凍る熱



前回

あの日の名前ちゃんは様子が可笑しかった。だから、こんなことになってしまったのだ。あの行為は事故?それとも故意的に起こした事故だったのか?どちらにしても名前ちゃんに避けられるという事柄が酷く胸に突き刺さって痛ましかった。いつもはキラキラと輝いている綺麗な瞳が最近は濁っていて、その姿を隠している。あの日に泣いてしまったのは嫌だったからなのか?うちにも詳しくわからないのに、冷静になった後に考えてみても別に嫌だったわけでも名前ちゃんが嫌いでどうしても許せなかった事柄ではなかった。だから、こそ。あれは何だったのかを問い詰める必要があった。なのに、だ。
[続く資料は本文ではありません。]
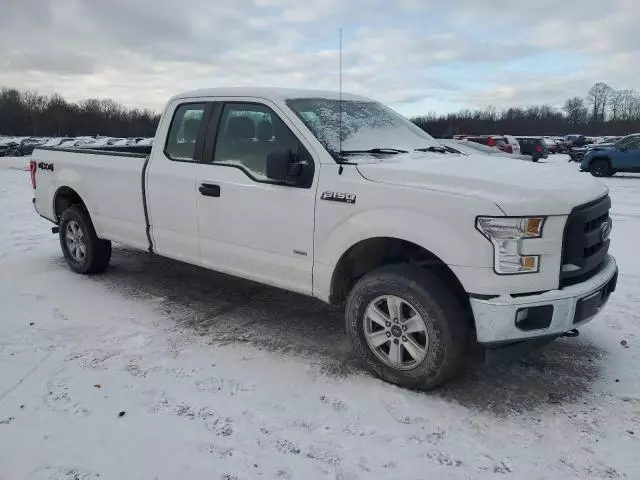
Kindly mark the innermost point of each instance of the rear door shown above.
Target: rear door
(249, 225)
(171, 180)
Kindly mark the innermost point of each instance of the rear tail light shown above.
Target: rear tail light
(32, 170)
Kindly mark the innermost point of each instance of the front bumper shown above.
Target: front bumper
(572, 306)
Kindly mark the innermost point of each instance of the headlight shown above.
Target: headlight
(506, 235)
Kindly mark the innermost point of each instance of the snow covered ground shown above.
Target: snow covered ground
(160, 370)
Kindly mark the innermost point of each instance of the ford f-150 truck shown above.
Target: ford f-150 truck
(345, 200)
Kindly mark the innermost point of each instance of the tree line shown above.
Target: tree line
(27, 113)
(604, 111)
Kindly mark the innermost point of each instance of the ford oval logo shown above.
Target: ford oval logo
(605, 230)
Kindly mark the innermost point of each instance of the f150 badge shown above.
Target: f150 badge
(45, 166)
(339, 197)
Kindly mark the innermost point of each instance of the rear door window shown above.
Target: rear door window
(248, 133)
(185, 131)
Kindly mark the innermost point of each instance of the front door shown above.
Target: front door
(249, 225)
(171, 181)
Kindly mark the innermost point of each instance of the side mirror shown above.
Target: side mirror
(290, 168)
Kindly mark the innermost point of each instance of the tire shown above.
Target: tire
(600, 168)
(83, 250)
(443, 317)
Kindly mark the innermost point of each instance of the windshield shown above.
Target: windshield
(366, 125)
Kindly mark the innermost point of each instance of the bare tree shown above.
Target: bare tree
(576, 111)
(598, 98)
(615, 104)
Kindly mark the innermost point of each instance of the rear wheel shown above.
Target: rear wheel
(83, 250)
(600, 168)
(407, 326)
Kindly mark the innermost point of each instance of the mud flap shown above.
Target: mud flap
(499, 354)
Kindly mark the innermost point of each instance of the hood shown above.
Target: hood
(602, 146)
(518, 188)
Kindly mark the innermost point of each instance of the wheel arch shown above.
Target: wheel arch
(375, 252)
(64, 198)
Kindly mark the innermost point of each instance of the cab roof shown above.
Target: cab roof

顔を合わせるだけでさっさと走って逃げてしまう、怯えと罪の意識にさいなまれたような様子を見せながら。名前ちゃんの足は速くて追い付くのは中々困難だった。



元々、名前ちゃんはサッカー部の人間ではなく陸上部の人で、足には自信があったようである。だからこそ、うちには名前ちゃんの背中を捕まえる事が出来ない、いつも見送るだけだ。今日も同じ。だから、待ち伏せることにしたのだ。追って捕まえられないならば、そこでじっと獲物を待ち伏せ、狩る獣のようにじっと黙って待てばいい。名前ちゃんが逃げられないとき、それは授業の終わりとはじまり。若しくはお昼時に、狙うしかない。そして、うちは授業の縫い目に名前ちゃんを待ち伏せた。丁度うちから逃げて、授業が始まると帰ってきたところだった。名前ちゃんが待ち伏せている私を見て、戸惑い逃げ出そうとしたときに背中にタックルをかました。サッカーをするときのそれに似ていた。「えい!捕まえた!」「?!は、離して!ごめんなさい!」「ダメ!あの時の事を説明してくれるまで離さないやんね!」



嘆息をついて、うちに本当久しぶりに向き直った。うちよりも若干背の高い名前が見下ろした。それは寂しげにも見えた。が、向き合ったことが決意の表れだった。「此処じゃ話せないわ」うちらは二人きりに成れるように隠れるように、こそこそと人通りの無い渡り廊下を歩いて、部室の中へ入った。部活の無い時間帯は関係者以外此処にはやってこない。好都合な場所だった。つまり今みたいな状況に最適という事だ。ついて、短い沈黙の後に名前ちゃんが語り始めた。それはある程度想像の中で納まっていた内容だった。「……私、女の子が好きなの」そこから始まる。「……黄名子ちゃんが好きなの、気持ち悪いよね」そう言って、さめざめとうちの回答も聞かずに泣き始めたので、うちはその細い体を抱きしめたのだ。



「うちも名前ちゃんの事好きやんね。あれ、嫌じゃ無かった。勿論驚いたやんね!」だから、攪乱していただけであって決して怒っていたわけでも軽蔑したわけでもない。名前ちゃんはどれだけ悩んだんだろう。きっと世間の目とか気にして、誰にも悩みを打ち明ける事も出来ずに、好きになることすら罪だと思っていたのかもしれない。甘美な呪いのように。ならば、うちも名前ちゃんのその罪の半分を持つこと、それくらいは許されてもいいと思うのだ。